Camping Out

Camping is awesome.  Right?  The fresh air, being immersed in nature, the fire, the animals, the insects, the hard ground, going number 2 in the woods or in one of those shared camp toilets that smell like something unlike anything else.  So organic.  Camping is awesome.  

An unofficial 99.9% of people given the choice between staying in a king’s palace or camping in a tent will choose ... the palace.  What? Did you think it would be the tent?  Camping certainly has its benefits - the most important being to remind us how good it is to live in a home.  But only crazy people want to camp out forever.  

In his letter to the Corinthians, Paul masterfully outlines how our stay here on earth is like being in a tent.  The body you are carried around in is not intended to live forever.  It is a tent, and it will be put away some day when you get your “house” made for you “eternal in the heavens.”  You will stop the camping down here in mortality and start living in a home as God intended it.  

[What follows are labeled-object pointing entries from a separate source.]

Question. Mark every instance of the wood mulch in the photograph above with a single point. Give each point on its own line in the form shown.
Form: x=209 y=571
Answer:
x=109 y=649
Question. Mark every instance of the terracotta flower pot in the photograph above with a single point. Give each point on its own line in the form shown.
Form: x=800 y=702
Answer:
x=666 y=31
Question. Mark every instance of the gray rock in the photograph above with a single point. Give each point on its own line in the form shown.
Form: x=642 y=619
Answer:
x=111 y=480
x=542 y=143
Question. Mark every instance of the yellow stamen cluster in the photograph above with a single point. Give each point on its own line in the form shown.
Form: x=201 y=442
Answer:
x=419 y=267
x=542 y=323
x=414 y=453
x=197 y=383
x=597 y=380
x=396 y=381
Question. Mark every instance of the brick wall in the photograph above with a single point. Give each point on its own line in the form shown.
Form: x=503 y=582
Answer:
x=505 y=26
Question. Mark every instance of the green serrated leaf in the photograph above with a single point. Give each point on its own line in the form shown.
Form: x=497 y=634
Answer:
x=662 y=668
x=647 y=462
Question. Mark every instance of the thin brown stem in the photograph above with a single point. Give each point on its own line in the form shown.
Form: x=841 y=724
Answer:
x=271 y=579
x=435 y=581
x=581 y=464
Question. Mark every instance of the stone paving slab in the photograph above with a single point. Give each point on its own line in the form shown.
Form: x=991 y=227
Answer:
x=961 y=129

While expounding on our earthly campout, Paul uses the word “groan” to describe how we yearn for freedom from the ailments of the body and mortality.  I think this analogy is so appropriate that it hurts.  The word groan brings to mind sleeping on the floor of a tent with nothing to separate me from the hard ground but a not so well padded sleeping bag.  Some of the poorest nights of sleep are spent in a tent.  Groan.  

But Paul further explains that it is God who “has prepared us for this very thing.”  God was the one who prepped our camping supplies, assembled the tent and made sure that base camp was set up.  God even camped out with us for a time to show us how to properly manage our time on earth.  Furthermore, God did not leave us in our mortal tent without hope.  According to Paul, he gave us His Spirit as a guarantee that home will be waiting for us when our camping trip is completed.  

Take courage you wayfarer of the campground of mortality. There is indeed a King’s Palace awaiting you.